Paymon
Paymon

Reputation: 1193

Is there any way to see the full stack trace across multiple threads?

In C# multi-threaded programming, when method A() calls method B() in a new thread, e.g. by using something like this:

Task A()
{
    // ...

    // I want B to run in parallel, without A() waiting for it.
    Task.Factory.StartNew(B); 
}

void B()
{
     // I attach a debugger here to look at the Call Stack.
     // But that is empty and I can't see that A() actually called it (logically).

     // Also Environment.StackTrace is pretty much empty of that path.
}

In other words inside method B() the stack trace doesn't know anything about the call path to method A() which in turn triggered execute of method B().

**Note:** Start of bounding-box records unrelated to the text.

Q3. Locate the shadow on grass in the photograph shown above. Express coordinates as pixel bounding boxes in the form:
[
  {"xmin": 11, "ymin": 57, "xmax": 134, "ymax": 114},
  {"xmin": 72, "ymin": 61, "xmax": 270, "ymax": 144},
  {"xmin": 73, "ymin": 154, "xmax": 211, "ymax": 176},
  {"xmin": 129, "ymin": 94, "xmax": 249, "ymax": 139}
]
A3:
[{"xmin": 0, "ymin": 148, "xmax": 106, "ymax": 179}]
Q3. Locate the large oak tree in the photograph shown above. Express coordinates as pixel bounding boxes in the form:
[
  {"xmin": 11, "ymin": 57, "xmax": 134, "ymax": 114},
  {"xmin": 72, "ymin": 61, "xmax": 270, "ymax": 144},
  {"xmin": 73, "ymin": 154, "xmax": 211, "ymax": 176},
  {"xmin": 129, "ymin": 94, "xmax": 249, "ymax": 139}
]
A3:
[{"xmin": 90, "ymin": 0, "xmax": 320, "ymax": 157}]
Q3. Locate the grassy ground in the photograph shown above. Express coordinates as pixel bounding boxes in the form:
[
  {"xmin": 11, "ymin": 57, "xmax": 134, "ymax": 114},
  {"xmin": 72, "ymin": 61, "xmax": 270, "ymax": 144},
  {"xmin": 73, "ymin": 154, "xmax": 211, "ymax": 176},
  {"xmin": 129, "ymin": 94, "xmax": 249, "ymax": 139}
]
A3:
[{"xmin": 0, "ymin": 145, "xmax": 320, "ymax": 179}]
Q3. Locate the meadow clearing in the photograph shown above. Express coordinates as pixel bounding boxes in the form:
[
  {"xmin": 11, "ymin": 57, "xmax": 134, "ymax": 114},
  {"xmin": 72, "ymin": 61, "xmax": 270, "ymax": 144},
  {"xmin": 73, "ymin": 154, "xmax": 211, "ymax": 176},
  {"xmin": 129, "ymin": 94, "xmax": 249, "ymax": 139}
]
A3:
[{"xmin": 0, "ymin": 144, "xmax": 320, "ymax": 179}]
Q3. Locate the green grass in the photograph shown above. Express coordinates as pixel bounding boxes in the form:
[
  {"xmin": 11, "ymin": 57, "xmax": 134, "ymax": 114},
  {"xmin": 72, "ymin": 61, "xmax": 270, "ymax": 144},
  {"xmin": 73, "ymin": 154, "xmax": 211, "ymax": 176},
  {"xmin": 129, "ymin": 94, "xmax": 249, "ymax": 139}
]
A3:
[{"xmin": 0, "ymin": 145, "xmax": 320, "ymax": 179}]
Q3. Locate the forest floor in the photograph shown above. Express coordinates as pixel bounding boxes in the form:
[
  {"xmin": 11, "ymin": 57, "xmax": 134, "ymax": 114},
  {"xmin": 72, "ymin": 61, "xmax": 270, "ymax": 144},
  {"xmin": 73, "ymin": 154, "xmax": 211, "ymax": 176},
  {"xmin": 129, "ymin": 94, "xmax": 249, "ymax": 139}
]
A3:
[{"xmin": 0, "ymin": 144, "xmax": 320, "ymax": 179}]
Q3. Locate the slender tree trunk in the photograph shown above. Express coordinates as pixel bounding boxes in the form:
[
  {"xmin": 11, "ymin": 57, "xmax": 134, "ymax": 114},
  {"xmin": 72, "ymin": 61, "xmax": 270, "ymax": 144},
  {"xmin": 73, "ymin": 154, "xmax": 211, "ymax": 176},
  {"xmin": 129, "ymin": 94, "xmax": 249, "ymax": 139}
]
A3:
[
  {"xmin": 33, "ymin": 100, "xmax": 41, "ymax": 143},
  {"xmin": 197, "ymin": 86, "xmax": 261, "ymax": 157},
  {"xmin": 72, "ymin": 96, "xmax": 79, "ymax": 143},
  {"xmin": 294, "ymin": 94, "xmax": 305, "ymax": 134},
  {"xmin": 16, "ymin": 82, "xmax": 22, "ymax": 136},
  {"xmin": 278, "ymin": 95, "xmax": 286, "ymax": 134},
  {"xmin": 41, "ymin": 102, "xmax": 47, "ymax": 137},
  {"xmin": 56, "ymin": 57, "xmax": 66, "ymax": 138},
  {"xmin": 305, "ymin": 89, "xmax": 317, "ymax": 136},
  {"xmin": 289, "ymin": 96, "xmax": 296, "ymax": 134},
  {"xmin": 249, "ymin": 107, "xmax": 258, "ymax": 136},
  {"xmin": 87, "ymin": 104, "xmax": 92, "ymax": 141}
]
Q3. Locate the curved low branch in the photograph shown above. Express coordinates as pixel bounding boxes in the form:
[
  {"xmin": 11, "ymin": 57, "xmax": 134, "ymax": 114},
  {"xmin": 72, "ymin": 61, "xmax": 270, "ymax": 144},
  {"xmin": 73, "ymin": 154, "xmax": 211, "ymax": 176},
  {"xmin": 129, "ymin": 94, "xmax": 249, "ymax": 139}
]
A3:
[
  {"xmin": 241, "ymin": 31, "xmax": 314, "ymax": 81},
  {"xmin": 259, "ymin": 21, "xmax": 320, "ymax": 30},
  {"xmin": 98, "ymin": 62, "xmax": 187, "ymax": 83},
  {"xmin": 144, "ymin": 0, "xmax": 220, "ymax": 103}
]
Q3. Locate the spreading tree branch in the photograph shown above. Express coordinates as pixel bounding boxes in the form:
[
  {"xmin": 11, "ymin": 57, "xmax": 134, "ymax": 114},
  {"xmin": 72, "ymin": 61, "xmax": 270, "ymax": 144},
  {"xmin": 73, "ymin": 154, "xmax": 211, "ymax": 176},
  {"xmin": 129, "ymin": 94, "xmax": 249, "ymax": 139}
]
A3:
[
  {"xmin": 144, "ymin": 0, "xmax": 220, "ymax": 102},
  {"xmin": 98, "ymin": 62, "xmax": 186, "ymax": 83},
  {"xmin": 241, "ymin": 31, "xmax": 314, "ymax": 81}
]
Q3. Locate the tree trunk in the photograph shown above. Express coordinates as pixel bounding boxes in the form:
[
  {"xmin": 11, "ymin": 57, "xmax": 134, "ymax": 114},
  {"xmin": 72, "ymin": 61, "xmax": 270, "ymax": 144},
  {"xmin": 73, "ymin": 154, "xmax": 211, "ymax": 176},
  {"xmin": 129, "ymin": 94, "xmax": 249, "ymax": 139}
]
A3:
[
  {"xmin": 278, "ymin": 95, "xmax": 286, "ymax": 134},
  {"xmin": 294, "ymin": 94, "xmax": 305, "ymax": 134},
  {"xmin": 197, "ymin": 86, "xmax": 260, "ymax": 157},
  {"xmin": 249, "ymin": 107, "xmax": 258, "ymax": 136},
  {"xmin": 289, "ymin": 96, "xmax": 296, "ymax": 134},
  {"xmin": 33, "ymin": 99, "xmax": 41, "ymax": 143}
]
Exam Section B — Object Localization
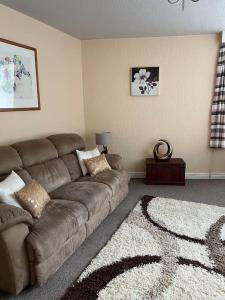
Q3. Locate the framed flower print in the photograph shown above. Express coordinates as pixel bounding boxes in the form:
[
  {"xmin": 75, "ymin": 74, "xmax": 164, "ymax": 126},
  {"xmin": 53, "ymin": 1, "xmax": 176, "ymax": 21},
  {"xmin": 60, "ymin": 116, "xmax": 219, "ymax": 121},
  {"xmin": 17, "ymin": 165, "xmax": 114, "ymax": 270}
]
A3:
[
  {"xmin": 131, "ymin": 67, "xmax": 159, "ymax": 96},
  {"xmin": 0, "ymin": 38, "xmax": 40, "ymax": 112}
]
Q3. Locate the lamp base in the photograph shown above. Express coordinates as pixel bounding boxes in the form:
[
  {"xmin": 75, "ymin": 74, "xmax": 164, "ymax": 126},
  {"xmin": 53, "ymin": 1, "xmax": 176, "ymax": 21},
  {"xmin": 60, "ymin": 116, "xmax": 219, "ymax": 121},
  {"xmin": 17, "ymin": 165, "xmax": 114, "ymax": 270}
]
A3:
[{"xmin": 101, "ymin": 146, "xmax": 108, "ymax": 154}]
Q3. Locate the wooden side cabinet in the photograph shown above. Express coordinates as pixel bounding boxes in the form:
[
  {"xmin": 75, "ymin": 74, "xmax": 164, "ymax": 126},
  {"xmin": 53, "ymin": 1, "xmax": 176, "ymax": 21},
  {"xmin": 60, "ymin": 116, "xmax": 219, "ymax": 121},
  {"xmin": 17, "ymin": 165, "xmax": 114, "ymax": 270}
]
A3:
[{"xmin": 146, "ymin": 158, "xmax": 186, "ymax": 185}]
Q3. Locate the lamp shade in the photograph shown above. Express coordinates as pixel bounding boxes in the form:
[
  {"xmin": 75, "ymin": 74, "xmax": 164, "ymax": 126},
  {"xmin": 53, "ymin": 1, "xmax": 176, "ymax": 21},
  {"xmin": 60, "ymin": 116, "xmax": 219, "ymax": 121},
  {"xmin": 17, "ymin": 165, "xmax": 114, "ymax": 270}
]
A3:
[{"xmin": 96, "ymin": 132, "xmax": 112, "ymax": 146}]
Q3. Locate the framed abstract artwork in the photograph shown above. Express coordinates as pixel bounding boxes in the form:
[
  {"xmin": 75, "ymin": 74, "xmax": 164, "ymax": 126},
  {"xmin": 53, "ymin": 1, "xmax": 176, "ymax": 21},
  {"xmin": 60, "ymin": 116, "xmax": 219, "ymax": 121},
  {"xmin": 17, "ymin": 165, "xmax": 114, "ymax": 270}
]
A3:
[
  {"xmin": 0, "ymin": 38, "xmax": 40, "ymax": 112},
  {"xmin": 131, "ymin": 67, "xmax": 159, "ymax": 96}
]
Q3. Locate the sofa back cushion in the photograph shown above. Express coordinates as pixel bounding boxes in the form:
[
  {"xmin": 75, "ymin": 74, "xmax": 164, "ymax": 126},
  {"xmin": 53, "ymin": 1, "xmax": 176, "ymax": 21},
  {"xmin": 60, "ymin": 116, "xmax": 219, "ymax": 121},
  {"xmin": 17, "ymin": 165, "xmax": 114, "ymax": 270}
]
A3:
[
  {"xmin": 48, "ymin": 133, "xmax": 85, "ymax": 181},
  {"xmin": 0, "ymin": 146, "xmax": 22, "ymax": 178},
  {"xmin": 0, "ymin": 134, "xmax": 85, "ymax": 192},
  {"xmin": 27, "ymin": 158, "xmax": 71, "ymax": 193}
]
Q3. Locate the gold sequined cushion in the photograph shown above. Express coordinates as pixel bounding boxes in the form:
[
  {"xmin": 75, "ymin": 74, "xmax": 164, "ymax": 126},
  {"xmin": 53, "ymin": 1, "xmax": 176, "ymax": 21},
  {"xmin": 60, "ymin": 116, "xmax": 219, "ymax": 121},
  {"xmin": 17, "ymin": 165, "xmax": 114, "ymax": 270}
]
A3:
[
  {"xmin": 84, "ymin": 154, "xmax": 111, "ymax": 176},
  {"xmin": 15, "ymin": 180, "xmax": 50, "ymax": 218}
]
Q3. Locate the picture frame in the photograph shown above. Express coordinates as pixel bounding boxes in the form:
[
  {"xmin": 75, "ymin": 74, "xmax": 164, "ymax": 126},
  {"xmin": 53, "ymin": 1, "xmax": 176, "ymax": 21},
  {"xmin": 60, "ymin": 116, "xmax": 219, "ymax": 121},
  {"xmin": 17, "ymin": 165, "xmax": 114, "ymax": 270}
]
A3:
[
  {"xmin": 0, "ymin": 38, "xmax": 41, "ymax": 112},
  {"xmin": 131, "ymin": 67, "xmax": 160, "ymax": 97}
]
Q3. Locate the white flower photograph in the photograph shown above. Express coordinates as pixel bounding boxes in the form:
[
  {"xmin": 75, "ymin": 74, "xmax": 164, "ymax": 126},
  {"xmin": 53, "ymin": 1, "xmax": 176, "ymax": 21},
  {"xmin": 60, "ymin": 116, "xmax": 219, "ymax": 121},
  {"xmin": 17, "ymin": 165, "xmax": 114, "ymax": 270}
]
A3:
[{"xmin": 131, "ymin": 67, "xmax": 159, "ymax": 96}]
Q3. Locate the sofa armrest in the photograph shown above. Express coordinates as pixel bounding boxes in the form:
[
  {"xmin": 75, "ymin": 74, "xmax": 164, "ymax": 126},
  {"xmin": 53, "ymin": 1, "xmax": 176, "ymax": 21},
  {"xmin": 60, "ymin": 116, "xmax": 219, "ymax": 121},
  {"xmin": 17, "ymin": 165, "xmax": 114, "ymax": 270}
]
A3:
[
  {"xmin": 0, "ymin": 204, "xmax": 33, "ymax": 295},
  {"xmin": 105, "ymin": 154, "xmax": 124, "ymax": 171},
  {"xmin": 0, "ymin": 204, "xmax": 33, "ymax": 232}
]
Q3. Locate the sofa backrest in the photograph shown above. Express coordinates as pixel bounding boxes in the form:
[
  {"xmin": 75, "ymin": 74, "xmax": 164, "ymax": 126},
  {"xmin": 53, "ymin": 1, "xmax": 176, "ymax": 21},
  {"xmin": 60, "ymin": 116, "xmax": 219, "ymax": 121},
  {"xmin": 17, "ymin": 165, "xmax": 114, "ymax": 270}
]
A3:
[{"xmin": 0, "ymin": 134, "xmax": 85, "ymax": 192}]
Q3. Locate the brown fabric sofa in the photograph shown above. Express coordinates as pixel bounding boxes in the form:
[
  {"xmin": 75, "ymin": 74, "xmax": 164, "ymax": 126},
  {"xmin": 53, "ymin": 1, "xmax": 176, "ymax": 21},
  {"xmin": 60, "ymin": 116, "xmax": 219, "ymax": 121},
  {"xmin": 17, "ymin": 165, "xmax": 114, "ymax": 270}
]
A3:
[{"xmin": 0, "ymin": 134, "xmax": 128, "ymax": 294}]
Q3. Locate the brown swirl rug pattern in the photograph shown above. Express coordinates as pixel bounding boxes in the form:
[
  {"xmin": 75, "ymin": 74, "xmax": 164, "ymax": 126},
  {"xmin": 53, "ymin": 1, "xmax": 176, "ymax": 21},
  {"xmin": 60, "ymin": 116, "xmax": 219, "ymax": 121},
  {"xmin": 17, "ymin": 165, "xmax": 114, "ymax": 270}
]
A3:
[{"xmin": 62, "ymin": 196, "xmax": 225, "ymax": 300}]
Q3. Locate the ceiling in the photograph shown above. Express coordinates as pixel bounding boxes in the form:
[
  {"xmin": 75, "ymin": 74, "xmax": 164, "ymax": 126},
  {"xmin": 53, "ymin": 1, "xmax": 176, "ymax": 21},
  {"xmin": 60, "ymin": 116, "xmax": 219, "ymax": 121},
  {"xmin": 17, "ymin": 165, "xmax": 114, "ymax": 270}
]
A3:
[{"xmin": 0, "ymin": 0, "xmax": 225, "ymax": 40}]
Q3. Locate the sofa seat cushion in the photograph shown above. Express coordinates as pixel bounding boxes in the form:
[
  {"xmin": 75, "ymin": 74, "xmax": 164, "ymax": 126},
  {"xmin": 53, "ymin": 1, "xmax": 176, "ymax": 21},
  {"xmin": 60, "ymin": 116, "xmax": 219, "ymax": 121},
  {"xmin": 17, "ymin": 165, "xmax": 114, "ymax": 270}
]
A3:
[
  {"xmin": 27, "ymin": 199, "xmax": 88, "ymax": 263},
  {"xmin": 50, "ymin": 182, "xmax": 112, "ymax": 219},
  {"xmin": 78, "ymin": 169, "xmax": 129, "ymax": 196}
]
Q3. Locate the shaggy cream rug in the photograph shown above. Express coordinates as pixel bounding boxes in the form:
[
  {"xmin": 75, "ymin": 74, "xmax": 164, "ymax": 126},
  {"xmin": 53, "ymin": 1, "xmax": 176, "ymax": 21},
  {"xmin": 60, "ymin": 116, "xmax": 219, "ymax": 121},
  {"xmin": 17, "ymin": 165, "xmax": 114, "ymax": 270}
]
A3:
[{"xmin": 63, "ymin": 196, "xmax": 225, "ymax": 300}]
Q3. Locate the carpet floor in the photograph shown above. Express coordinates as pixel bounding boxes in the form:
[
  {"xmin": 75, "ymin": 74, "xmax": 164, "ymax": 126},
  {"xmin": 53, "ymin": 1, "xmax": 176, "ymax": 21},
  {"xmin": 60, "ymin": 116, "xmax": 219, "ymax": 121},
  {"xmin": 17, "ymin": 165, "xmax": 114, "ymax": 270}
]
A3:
[{"xmin": 0, "ymin": 180, "xmax": 225, "ymax": 300}]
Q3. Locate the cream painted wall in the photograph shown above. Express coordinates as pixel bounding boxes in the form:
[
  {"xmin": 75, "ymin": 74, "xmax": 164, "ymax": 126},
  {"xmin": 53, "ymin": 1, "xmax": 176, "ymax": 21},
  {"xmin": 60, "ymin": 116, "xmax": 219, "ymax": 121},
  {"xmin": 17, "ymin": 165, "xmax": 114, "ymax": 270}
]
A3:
[
  {"xmin": 0, "ymin": 5, "xmax": 85, "ymax": 144},
  {"xmin": 82, "ymin": 35, "xmax": 225, "ymax": 172}
]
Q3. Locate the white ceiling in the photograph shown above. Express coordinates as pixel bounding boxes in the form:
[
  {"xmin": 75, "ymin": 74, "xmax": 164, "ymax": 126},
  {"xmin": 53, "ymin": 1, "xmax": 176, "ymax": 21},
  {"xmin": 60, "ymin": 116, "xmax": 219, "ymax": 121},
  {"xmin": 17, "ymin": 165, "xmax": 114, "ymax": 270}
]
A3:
[{"xmin": 0, "ymin": 0, "xmax": 225, "ymax": 40}]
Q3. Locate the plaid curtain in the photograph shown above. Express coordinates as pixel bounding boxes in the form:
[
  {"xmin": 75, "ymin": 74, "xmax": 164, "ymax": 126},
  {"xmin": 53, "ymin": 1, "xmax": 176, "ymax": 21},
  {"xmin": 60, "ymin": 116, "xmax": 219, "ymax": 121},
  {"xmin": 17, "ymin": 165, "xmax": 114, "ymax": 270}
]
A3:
[{"xmin": 210, "ymin": 43, "xmax": 225, "ymax": 148}]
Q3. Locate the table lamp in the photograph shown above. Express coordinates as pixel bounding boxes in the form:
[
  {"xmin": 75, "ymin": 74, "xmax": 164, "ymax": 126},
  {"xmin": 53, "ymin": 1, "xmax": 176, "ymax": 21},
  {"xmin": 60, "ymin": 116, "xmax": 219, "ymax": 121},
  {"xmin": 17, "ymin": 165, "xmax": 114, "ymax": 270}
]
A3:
[{"xmin": 95, "ymin": 132, "xmax": 112, "ymax": 154}]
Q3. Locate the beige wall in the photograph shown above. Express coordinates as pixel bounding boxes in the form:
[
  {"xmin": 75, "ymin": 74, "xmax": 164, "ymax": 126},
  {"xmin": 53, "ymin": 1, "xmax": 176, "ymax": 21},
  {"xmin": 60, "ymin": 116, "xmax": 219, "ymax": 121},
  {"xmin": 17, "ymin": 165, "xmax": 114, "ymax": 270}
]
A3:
[
  {"xmin": 0, "ymin": 5, "xmax": 84, "ymax": 144},
  {"xmin": 82, "ymin": 35, "xmax": 225, "ymax": 172}
]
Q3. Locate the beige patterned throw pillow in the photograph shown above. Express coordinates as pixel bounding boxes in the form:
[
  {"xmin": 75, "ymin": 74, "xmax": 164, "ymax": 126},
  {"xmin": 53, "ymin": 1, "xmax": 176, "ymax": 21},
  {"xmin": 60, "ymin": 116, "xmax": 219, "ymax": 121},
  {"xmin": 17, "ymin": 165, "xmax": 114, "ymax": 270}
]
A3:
[
  {"xmin": 84, "ymin": 154, "xmax": 111, "ymax": 176},
  {"xmin": 15, "ymin": 180, "xmax": 50, "ymax": 218}
]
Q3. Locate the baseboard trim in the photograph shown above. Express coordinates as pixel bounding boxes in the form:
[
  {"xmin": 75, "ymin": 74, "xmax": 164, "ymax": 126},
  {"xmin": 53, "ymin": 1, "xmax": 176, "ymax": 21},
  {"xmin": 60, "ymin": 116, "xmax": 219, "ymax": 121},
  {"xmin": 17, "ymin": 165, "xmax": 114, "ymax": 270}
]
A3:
[{"xmin": 128, "ymin": 172, "xmax": 225, "ymax": 179}]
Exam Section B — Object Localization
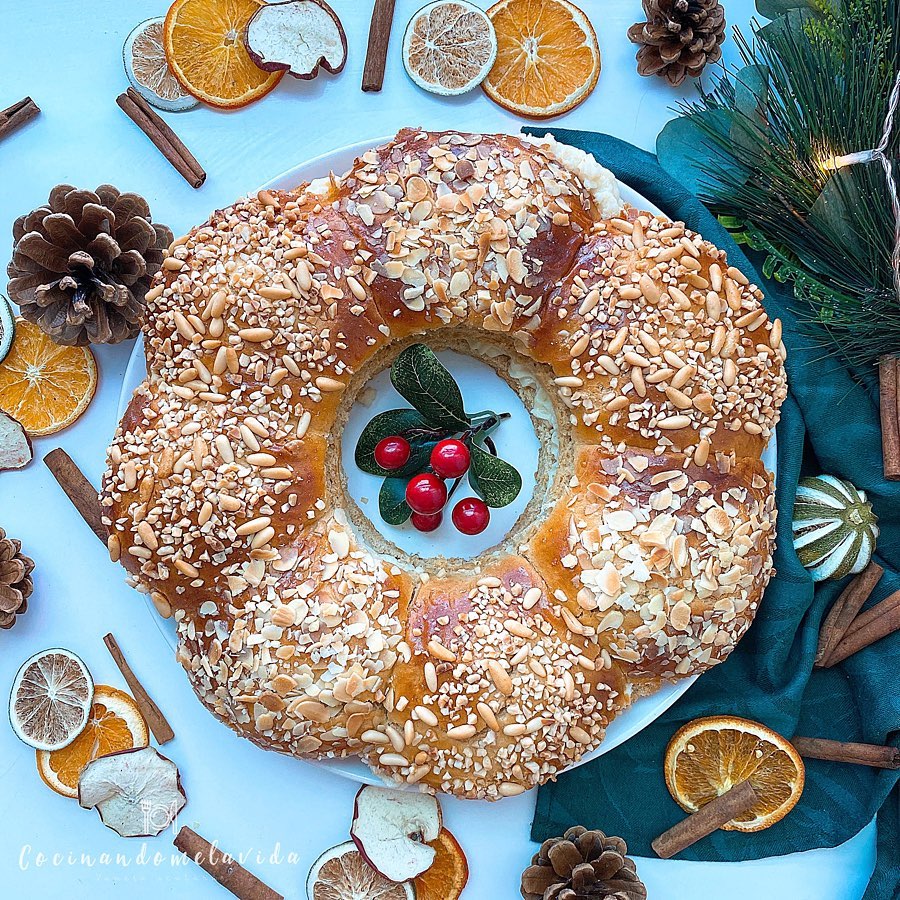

Is there any way to see the full logical stack trace, so e.g. in the case of an exception in B() you can see the full story to know A() in effect called it?

Upvotes: 4

Views: 2388

Answers (1)

VMAtm
VMAtm

Reputation: 28355

In general the answer is No, as StackTrace by definition cannot contain information from other stack. However, if you debugging your application in Visual studio, it do some work for you (this is C++, but it's similar for all the languages):

enter image description here

Here, external code is dimmer than your, and you can review some "parent" thread information. However, usually this screen isn't much helpful. Visual studio creates vshost.exe file for gather as much debug information as possible.

Also, if you create the task withh attaching them to parent, and there is some exception, you'll get full stacktrace with exception's ToString method, but still it's not exactly what you want.